Others of us believe that 1 Corinthians 7:15 (“If the unbelieving partner desires to separate, let it be so, in such a case the brother or sister is not bound.”) gives freedom to a Christian to remarry if abandoned. We also believe that denying remarriage puts an unwarranted strain on the chastity of the divorced person who may not believe he or she has the gift of celibacy (1 Corinthians 7:7).
But what about when an offending partner doesn’t desire to separate? Talking about adultery, abandonment, and abuse together in this manner creates serious, serious problems. The policy states that an individual may be free to remarry “if abandoned”—but an abusive partner is unlikely to abandon his victim (whom he prefers to keep under his power).
One more line remains in this section:
But we all agree that serious efforts should be made at reconciliation, including the intervention of the church if necessary, before any aggrieved spouse is resigned to singleness or is free to remarry.
And there it is again.
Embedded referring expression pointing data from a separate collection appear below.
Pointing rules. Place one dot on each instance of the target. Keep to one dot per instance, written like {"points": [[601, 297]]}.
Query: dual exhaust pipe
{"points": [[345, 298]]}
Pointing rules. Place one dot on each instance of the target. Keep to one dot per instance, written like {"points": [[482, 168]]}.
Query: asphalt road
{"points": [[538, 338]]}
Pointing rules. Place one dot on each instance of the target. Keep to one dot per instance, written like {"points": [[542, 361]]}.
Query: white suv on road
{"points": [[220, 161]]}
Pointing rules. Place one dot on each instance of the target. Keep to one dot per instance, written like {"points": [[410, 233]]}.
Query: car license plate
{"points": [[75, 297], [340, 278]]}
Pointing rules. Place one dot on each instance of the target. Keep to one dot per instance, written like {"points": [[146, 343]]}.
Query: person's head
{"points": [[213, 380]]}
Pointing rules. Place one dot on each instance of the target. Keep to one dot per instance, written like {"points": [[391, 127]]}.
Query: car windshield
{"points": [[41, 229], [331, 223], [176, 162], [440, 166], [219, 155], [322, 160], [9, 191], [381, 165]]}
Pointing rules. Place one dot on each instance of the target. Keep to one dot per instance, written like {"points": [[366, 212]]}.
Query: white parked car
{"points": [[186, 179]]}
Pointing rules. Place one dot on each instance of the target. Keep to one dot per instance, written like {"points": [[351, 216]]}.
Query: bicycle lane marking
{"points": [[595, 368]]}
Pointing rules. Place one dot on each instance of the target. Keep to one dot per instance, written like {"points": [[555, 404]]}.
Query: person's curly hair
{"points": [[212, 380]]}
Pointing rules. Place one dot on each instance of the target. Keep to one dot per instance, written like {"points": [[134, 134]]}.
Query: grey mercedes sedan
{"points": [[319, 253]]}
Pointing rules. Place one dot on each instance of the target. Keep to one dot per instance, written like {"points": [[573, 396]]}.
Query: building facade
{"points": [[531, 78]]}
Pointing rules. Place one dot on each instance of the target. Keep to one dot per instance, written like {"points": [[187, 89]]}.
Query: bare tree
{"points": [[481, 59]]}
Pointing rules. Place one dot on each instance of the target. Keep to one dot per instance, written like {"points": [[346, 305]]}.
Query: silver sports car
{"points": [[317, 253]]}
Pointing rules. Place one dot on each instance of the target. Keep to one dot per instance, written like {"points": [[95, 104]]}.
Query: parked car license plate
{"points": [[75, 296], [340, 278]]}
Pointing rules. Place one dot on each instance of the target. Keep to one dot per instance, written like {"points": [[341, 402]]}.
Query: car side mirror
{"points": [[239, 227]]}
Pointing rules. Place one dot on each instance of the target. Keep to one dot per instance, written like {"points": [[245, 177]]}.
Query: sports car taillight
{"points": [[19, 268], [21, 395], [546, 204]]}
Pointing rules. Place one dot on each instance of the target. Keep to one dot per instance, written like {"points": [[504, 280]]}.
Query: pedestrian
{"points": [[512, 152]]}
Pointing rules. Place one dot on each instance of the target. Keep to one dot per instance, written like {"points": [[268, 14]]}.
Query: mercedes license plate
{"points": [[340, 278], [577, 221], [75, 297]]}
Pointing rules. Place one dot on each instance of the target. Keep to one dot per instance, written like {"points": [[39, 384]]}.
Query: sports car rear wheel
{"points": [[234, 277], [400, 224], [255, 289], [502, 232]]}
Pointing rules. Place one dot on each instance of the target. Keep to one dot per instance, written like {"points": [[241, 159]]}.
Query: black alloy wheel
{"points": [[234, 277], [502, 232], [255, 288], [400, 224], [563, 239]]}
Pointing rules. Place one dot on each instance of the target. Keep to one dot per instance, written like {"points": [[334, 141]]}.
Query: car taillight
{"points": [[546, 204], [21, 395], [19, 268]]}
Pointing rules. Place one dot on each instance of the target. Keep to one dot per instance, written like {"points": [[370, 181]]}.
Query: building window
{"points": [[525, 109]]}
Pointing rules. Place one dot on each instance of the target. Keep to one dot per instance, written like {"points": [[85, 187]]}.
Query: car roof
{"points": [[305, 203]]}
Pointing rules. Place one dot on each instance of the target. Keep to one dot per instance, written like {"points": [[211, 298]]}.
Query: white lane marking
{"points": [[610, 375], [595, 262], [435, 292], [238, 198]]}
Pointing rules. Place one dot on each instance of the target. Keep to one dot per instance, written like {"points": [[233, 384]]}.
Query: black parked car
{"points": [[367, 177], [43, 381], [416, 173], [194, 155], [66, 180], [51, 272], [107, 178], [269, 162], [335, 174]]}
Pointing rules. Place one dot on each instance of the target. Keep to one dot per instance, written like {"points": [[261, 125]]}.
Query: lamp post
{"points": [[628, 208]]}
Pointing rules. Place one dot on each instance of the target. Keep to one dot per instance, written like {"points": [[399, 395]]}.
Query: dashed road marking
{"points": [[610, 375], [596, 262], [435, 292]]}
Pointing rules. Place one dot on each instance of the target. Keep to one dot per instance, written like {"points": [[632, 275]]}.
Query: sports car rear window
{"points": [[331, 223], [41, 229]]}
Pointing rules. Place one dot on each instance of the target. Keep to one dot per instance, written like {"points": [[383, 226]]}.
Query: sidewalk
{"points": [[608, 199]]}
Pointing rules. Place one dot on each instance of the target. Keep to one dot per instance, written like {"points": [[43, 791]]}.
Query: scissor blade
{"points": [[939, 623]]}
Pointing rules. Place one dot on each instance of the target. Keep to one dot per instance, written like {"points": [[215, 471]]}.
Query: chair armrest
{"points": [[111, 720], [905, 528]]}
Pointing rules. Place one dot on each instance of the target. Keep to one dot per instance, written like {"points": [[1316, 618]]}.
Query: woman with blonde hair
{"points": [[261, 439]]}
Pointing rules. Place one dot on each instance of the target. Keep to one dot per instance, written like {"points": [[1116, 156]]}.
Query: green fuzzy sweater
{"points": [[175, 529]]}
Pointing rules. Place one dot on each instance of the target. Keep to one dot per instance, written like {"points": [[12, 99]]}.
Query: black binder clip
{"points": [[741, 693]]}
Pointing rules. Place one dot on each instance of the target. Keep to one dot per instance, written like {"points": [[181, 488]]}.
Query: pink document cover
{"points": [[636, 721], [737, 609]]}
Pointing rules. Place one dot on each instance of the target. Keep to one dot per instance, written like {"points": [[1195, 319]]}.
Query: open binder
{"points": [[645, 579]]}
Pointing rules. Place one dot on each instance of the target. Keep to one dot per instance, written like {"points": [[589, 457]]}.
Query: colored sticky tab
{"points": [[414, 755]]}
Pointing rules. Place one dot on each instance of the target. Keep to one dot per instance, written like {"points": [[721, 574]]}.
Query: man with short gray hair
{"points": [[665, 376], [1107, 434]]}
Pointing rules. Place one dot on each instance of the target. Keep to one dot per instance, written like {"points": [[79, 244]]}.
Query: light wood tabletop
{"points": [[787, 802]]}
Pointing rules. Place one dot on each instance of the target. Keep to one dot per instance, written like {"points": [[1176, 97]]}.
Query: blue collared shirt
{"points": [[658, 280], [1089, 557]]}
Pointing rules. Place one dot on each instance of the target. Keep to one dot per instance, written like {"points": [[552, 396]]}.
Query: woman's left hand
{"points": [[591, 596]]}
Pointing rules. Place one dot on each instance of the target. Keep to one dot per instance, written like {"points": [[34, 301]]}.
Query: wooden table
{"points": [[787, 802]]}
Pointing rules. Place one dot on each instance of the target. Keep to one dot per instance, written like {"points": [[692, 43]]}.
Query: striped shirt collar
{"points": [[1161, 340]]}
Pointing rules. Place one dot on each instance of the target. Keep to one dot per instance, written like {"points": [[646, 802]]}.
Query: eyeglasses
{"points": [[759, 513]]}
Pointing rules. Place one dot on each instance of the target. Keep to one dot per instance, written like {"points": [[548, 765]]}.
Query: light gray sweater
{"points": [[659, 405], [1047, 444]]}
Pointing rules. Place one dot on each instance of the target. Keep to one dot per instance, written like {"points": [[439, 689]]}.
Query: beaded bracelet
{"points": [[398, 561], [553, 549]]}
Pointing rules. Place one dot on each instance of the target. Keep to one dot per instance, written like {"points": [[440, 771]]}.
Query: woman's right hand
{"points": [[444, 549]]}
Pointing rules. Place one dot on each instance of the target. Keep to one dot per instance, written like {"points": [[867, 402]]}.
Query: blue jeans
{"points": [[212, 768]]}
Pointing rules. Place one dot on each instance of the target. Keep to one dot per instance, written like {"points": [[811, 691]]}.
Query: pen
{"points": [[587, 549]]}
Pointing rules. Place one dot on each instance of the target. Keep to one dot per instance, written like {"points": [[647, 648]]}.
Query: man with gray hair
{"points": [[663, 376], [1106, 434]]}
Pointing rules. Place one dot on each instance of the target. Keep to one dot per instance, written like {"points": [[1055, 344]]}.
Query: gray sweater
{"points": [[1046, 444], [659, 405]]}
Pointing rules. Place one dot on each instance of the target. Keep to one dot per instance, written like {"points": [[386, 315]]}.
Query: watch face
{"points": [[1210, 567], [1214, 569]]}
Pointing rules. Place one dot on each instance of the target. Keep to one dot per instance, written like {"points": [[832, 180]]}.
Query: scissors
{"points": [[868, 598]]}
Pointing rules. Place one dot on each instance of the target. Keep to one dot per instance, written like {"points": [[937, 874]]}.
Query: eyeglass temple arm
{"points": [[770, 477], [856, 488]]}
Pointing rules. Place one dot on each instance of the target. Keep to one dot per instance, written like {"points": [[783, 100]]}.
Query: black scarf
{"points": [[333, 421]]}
Reconciliation.
Three years ago, the new senior pastor at Bethlehem Baptist Church preached a sermon in which he pinky promised that Bethlehem Baptist was going to get serious about domestic violence and abuse. The church, however, did not rewrite or remove the policy addressed above. Instead, they simply stated that they were bringing in biblical counselors to train the staff on recognizing domestic violence, and stand on the side of the abused. A year ago, a parishioner at Bethlehem Baptist spoke out about the mud the church had dragged her through in her efforts to leave her emotionally abusive husband of two decades. Nothing at all had changed, she said.
Put simply, this is what happens when you value reconciliation above all else, when you act as though the very act of trying to leave is a problem tantamount to guilt. God forbid a woman leave an abusive husband and have no desire to work with the church to reconcile with him. Until evangelical churches like Bethlehem Baptist can rethinking their priorities and start valuing people over marriage, this cycle will repeat, and the hemming and hawing over whether an abuse victim can divorce, or (God forbid) remarry will continue.
In Bethlehem Baptist’s eyes, an emotionally abusive spouse likely doesn’t qualify as “dangerously” abusive to begin with.